Now suppose that the government levies a $50 tax on the providers of cleaning services. There is now no price that Jane can pay Joe that will leave both of them better off after paying the tax. The most Jane would be wiling to pay is $120 but then Joe would be left with only $70 after paying the tax, which is less than his $80 opportunity cost. Conversely, for Joe to receive his opportunity cost of $ 80, Jane would need to pay $130, which is above the $120 value she places on a clean house. As a result Jane and Joe cancel their arrangement. Joe goes with out the income and Jane lives in a dirtier house.
The tax has made Joe and Jane worse off by a total of $40 because they have each lost $20 of surplus. But note that the government collects no revenue from Joe and Jane because they decide to cancel their arrangement. The $40 is pure deadweight loss it is a loss to buyers and sellers in a market that is not offset by an increase in government revenue. From this example, we can see the ultimate source of deadweight losses; taxes cause deadweight losses because they prevent buyers and sellers from realizing some of the gains from trade.
The area of Triangle between the supply and demand curves (areas C + E) in figure measures these losses. This conclusion can be seen more easily in Figure by recalling that the demand curve reflects the costs of producers. When the tax raises the price to buyers to PB and lowers the price to sellers to PB the marginal buyers and sellers leave the market, so the quantity sold falls from Q1 to Q2 Yet as the figures shows, the value of the goods to these buyers still exceeds the cost to these sellers. At every quantity between Q1 and Q2 the situation is the same as in our example with Joe and Jane. The gains from trade –the differences between buyers’ value and sellers cost – are less than the tax. As a result these trades do not get made once the tax is imposed. The deadweight loss is the surplus lost because the tax discourages these mutually advantageous trades.
The determinants of the deadweight loss
What determines whether the deadweight loss from a tax is large or small? The answer is the price elasticity’s of supply and demand which measure how much the quantity supplied and quantity demanded respond to changes in the price.
Let’s consider first how the elasticity of supply affects the size of the deadweight loss. In the top two panels of figure the demand curve and the size of the tax are the same. The only difference in the figures is the elasticity of the supply curve. In panel a) the supply curve is relatively inelastic; Quantity supplied responds only slightly ti changes in the price. In panel, b) the supply curve is relatively elastic. Quantity supplied responds substantially to changes in the price.
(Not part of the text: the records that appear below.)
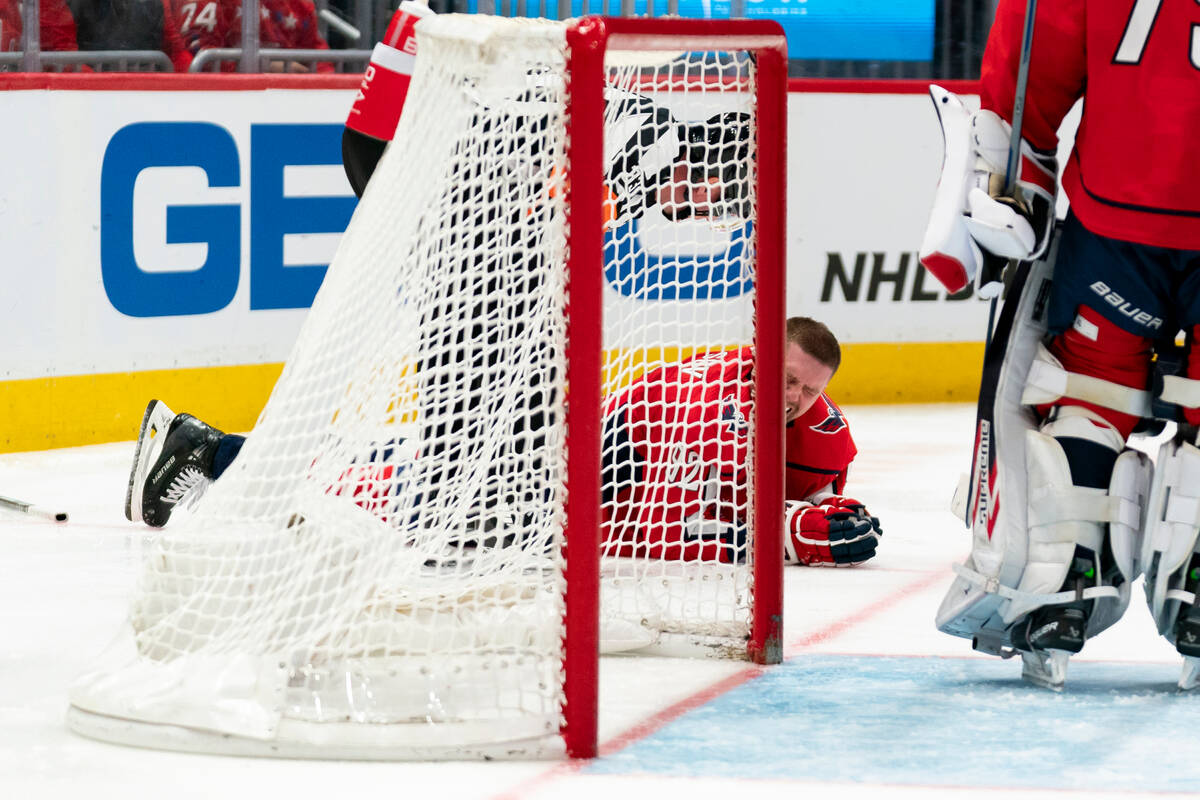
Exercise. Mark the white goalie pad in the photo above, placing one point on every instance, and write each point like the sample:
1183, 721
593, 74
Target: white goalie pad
1025, 515
947, 250
994, 501
1174, 521
971, 214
Notice that the deadweight loss, the area of the triangle between the supply and demand curves, is larger when the supply curve is more elastic.
Similarly the bottom two panels of Figure show the elasticity of demands affects the size of the deadweight loss. Here the supply curve and the size of the tax are held constant. In panel c) the demand curve is relatively inelastic and the deadweight loss is small. In panel d) the demand curve is more elastic and the deadweight loss from the tax is larger.
Hence the greater the elasticity of supply and demand, the greater the deadweight loss of tax.